Scotty’s “I love you” is a quiet plea. “I love you, too,” Gaines responds, “but right now, who cares?” The long, silent hold on Arnold’s face as he drives away is the most affecting shot in the series to date, and the turmoil playing over Joseph’s almost still face highlights the difference between persona and person, between military officer and man, between the Gen. Gaines we’ve seen all along and Arnold, who hides inside.

(Bronagh Gallagher, Diana Rigg, Bruce MacKinnon) (Photo: Laurence Cendrowicz/WTTV Productions Limited)

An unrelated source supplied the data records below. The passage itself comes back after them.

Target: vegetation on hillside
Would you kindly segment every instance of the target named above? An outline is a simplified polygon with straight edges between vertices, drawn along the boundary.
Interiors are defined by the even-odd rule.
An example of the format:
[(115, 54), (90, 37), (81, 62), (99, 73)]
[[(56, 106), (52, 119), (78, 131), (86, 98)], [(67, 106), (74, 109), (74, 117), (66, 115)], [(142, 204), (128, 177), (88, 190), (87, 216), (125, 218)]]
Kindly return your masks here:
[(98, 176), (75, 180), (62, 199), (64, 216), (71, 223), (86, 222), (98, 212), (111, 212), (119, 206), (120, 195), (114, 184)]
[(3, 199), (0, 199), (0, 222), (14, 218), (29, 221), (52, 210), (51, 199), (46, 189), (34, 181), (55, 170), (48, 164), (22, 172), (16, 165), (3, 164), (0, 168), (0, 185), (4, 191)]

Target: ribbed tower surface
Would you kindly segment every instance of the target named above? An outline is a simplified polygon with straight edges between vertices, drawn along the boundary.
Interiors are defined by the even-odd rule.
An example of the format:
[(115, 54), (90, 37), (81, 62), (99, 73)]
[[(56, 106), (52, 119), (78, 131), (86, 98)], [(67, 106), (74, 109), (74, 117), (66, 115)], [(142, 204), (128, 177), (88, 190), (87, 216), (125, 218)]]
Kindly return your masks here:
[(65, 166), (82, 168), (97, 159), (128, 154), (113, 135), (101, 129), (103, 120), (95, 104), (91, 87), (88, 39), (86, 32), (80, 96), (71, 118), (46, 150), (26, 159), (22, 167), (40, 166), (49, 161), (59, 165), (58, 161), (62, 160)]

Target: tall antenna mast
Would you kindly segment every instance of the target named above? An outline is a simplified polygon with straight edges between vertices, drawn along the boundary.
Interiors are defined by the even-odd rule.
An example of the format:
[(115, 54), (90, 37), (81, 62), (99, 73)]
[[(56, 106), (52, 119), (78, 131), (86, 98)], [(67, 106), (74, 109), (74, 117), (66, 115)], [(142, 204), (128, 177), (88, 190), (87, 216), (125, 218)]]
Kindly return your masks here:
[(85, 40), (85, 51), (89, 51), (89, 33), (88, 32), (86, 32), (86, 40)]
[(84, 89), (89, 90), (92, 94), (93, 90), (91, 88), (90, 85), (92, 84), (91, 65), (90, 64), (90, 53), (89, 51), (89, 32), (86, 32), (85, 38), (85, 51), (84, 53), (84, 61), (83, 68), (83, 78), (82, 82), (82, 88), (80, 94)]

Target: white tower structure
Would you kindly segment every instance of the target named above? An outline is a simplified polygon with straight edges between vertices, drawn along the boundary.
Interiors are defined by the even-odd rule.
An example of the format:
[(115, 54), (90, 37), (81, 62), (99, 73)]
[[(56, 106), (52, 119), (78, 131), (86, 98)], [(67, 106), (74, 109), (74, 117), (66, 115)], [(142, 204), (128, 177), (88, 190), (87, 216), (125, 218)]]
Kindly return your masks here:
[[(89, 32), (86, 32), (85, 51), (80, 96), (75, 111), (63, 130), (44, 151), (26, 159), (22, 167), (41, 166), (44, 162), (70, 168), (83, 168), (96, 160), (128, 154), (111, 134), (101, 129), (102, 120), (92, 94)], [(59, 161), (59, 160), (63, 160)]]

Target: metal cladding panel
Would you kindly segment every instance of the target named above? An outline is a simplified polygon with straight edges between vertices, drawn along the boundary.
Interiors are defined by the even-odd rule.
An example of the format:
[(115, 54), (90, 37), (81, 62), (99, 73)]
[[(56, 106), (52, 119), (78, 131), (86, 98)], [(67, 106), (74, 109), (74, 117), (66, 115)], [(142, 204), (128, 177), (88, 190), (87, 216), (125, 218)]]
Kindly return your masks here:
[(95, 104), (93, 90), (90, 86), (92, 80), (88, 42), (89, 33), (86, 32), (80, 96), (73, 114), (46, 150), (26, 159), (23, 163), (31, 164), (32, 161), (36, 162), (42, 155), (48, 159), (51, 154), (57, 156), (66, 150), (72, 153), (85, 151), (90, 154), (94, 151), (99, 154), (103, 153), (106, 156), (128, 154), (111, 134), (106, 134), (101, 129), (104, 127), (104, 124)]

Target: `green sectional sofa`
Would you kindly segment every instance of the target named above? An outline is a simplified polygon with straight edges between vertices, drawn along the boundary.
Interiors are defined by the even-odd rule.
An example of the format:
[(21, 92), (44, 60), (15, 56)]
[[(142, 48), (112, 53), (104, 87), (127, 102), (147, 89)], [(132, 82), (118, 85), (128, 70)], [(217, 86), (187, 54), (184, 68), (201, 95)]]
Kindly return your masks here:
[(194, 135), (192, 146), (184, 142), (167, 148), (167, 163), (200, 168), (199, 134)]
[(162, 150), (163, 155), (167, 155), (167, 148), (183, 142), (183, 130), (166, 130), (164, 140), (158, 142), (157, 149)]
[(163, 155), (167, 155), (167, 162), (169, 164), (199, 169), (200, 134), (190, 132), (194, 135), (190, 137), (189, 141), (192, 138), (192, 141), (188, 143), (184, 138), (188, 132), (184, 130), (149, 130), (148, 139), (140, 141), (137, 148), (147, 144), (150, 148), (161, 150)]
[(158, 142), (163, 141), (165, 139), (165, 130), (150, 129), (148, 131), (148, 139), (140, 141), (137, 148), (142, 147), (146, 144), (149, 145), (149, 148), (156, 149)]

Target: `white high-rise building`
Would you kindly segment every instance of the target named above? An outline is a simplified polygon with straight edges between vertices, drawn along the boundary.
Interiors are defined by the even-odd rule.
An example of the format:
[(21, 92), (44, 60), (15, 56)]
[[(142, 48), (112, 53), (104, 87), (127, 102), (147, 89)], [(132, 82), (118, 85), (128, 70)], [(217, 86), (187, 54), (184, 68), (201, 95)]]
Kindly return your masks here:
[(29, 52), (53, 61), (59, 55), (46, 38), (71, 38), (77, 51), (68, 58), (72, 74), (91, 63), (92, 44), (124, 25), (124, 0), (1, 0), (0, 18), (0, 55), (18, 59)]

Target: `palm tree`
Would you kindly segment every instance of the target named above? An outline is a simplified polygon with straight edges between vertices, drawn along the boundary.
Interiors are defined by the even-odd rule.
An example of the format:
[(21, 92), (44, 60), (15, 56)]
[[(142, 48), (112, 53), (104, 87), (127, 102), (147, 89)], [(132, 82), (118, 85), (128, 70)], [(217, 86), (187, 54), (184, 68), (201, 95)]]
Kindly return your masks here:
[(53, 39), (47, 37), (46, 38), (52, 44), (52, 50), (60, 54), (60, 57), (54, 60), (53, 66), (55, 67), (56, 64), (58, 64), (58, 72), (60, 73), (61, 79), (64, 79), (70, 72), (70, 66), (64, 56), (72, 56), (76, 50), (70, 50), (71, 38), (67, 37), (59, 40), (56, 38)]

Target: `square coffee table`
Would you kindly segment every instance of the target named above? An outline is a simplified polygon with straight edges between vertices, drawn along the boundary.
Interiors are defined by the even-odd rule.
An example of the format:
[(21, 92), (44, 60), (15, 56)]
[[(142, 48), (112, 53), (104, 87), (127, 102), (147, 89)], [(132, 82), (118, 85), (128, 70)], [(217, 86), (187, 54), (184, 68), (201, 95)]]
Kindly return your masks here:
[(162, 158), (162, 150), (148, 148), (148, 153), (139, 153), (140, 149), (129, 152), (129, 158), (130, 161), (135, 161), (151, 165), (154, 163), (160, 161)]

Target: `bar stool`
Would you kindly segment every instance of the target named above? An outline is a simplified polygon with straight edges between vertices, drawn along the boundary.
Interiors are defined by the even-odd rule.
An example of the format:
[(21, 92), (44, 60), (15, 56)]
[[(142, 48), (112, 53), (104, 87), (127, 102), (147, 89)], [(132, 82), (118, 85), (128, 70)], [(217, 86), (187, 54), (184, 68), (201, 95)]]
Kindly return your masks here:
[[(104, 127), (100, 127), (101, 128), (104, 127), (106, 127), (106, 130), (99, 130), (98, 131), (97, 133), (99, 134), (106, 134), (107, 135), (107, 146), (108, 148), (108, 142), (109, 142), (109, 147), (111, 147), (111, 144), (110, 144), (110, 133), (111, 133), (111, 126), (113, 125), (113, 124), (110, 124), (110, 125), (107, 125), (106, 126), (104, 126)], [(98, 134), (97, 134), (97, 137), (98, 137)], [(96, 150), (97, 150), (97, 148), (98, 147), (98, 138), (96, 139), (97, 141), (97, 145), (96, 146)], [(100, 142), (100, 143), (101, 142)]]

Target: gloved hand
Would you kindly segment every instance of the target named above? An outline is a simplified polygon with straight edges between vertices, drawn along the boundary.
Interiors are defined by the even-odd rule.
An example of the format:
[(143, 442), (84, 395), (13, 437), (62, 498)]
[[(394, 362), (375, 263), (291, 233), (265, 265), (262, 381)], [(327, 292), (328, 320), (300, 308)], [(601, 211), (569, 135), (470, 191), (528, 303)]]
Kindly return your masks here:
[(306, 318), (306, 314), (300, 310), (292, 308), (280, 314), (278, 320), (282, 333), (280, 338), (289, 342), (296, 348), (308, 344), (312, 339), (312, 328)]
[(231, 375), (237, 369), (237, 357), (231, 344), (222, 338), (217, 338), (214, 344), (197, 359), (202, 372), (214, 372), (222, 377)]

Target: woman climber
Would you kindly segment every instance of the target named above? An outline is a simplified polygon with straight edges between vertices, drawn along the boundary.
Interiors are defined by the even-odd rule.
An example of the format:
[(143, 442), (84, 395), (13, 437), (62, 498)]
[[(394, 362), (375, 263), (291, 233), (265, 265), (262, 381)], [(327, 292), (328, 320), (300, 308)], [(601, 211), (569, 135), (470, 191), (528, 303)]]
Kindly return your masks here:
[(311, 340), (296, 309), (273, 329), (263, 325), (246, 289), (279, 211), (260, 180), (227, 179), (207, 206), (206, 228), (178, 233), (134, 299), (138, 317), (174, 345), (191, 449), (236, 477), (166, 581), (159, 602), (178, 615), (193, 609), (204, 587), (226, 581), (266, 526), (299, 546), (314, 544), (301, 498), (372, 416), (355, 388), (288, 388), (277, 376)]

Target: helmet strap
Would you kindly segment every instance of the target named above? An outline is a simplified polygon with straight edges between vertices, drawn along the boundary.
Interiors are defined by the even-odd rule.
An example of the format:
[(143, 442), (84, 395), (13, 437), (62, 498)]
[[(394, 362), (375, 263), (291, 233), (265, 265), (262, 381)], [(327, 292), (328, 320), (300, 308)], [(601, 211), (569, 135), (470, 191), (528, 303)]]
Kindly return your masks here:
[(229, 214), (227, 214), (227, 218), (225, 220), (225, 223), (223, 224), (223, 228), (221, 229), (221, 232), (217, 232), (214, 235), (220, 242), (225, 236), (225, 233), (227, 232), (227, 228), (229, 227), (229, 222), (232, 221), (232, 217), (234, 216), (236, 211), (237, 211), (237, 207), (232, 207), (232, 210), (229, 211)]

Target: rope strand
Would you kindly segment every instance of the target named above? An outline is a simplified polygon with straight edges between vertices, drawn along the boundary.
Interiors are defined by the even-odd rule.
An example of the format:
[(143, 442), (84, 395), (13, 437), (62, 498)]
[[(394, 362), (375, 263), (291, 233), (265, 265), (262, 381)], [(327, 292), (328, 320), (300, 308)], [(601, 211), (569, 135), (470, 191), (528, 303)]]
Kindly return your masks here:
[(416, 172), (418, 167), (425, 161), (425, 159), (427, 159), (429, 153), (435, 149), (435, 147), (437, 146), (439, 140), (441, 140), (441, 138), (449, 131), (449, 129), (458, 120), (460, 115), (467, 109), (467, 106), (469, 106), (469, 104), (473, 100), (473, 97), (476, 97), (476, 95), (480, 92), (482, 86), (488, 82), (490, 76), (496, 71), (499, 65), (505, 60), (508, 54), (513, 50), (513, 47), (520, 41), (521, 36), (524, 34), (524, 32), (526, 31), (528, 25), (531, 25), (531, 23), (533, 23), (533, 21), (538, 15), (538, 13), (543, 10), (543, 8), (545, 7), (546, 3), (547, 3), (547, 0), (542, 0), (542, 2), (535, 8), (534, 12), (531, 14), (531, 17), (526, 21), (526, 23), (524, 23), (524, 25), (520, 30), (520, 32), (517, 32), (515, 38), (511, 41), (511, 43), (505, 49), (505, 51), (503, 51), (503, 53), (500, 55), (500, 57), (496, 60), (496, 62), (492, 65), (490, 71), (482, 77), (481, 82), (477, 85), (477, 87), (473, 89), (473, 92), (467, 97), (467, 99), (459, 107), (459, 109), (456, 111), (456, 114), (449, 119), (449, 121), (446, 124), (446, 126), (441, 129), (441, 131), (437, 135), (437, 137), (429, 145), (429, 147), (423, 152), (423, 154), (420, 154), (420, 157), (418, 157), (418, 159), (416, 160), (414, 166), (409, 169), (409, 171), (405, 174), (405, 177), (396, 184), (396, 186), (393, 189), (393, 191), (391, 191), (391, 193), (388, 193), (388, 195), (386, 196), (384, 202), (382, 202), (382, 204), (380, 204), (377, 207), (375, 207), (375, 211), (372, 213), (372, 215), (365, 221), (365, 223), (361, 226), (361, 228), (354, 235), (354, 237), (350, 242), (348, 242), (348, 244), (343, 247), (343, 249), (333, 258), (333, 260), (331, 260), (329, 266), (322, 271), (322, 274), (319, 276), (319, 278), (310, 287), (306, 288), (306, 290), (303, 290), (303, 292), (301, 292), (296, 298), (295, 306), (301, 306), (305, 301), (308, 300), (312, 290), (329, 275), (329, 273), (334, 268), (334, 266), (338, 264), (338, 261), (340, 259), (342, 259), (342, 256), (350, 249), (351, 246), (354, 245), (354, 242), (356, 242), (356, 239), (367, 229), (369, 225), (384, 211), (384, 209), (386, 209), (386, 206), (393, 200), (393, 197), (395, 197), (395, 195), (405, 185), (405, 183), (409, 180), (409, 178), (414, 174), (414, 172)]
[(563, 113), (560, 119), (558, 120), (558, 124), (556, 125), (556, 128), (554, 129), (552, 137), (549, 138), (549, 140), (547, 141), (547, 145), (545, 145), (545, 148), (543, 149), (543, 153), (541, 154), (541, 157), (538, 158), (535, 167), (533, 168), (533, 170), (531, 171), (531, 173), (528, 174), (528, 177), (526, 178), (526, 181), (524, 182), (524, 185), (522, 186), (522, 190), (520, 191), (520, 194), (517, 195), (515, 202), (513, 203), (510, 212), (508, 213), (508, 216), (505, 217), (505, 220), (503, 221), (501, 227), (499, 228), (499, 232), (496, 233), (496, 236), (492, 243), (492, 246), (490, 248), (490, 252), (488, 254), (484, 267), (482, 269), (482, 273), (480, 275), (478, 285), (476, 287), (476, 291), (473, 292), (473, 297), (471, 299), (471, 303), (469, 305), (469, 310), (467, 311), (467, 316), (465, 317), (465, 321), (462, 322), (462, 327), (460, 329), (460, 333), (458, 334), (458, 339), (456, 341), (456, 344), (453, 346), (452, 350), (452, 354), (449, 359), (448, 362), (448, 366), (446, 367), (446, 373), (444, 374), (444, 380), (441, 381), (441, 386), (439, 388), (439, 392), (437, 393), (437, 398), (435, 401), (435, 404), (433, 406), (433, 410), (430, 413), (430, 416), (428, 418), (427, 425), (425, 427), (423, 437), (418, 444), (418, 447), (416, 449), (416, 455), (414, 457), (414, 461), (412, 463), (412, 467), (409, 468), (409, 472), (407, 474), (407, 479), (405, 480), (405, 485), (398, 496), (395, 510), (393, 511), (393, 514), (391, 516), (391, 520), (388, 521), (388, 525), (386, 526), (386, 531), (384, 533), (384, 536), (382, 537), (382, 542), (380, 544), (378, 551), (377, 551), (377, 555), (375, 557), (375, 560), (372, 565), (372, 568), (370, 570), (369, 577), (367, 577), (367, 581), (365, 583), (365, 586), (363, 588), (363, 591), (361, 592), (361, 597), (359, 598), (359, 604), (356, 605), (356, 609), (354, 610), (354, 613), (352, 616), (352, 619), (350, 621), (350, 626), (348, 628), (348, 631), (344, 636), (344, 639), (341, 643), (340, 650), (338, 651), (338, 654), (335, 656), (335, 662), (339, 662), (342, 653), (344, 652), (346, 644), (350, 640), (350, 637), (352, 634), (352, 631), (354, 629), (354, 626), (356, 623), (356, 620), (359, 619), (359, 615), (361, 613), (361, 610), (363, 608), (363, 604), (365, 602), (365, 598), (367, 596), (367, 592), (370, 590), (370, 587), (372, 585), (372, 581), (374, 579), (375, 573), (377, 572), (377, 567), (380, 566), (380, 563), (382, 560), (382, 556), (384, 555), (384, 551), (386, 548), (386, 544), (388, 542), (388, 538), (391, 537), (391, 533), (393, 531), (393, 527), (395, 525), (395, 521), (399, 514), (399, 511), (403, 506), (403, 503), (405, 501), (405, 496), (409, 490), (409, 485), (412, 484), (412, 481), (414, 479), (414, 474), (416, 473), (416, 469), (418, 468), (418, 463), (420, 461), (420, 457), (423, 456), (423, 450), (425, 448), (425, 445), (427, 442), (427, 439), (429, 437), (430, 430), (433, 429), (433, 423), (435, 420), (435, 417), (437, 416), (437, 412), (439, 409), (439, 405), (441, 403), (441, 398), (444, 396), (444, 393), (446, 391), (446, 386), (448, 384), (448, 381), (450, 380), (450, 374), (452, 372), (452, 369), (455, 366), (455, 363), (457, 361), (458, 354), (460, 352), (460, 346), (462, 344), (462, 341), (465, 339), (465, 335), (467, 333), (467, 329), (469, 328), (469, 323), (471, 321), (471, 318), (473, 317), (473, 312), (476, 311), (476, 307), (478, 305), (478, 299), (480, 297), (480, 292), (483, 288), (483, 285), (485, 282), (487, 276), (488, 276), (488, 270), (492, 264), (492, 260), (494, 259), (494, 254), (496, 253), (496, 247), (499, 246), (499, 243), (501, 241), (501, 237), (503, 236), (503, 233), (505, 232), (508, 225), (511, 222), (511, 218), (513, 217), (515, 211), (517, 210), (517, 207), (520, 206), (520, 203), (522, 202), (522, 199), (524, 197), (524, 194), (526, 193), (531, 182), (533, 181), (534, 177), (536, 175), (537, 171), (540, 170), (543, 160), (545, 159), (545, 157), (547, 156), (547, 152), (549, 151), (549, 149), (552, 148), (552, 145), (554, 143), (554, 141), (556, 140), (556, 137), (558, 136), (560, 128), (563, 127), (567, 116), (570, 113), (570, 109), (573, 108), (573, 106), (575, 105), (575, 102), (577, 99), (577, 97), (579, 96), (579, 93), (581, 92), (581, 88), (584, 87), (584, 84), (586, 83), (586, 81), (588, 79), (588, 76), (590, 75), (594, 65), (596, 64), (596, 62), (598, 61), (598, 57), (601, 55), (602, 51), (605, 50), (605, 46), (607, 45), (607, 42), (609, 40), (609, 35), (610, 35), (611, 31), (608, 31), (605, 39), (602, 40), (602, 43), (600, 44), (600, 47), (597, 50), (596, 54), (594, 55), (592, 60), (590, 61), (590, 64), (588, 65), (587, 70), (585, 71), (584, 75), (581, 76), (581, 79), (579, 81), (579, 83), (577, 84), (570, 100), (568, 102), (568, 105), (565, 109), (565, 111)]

If family is complicated, Diana Rigg’s character is, uh, the most complicated. She’s Jude, Scotty, and Rhonda’s mother, Ariel and Jamie’s grandmother, and great-grandmother to Jane Doe. Explaining to Ariel why she’s unknown to her offspring, she says, “Gerbils eat their babies. I can empathize.” She doesn’t want to bask in the sunshine of their love. “Plus, it’s complicated what with me being dead and everything.” Legally dead, living underground in a bunker of her own, Grandma only needs one thing to secure her future: blood. Clean blood. Familial blood. And Ariel knows just the 6-year-old to provide it.


Stray observations

  • “Home Sweet Home” is likely to be my last weekly review of You, Me And The Apocalypse, but I’ll be back to cover the finale. Thanks for reading, and I’ll see you at the end of the world!
  • Mary, poor Mary. Just as I decided she’d outlived her usefulness to the plot, a literal ton of bricks dropped on her and her death paid off in one last big plot development, bringing father and son together.
  • Gaines to Scotty, with their teenaged nephew sulking outside: “You remember that chat we had about starting a family? I’m so glad you won that.”
  • Rhonda and Spike pulling the newly redeemed Scotty from his spot jammed into the lower third of a high-school locker is a symbolic rebirth, and also just really funny.
  • Jamie’s offhand revelations to the NocturnaPram interviewer: His wife was married to his brother, his mother lied to him for 30 years, his “other mother” thought he was the son of God “and in return God dumped a ton of bricks on her,” he buried her that morning, and he just met his father. Her reply: “Okay, I’m just going to check the ‘wants to help others’ box.”
  • NocturnaPram’s possible side effects include paralysis of the thumbs.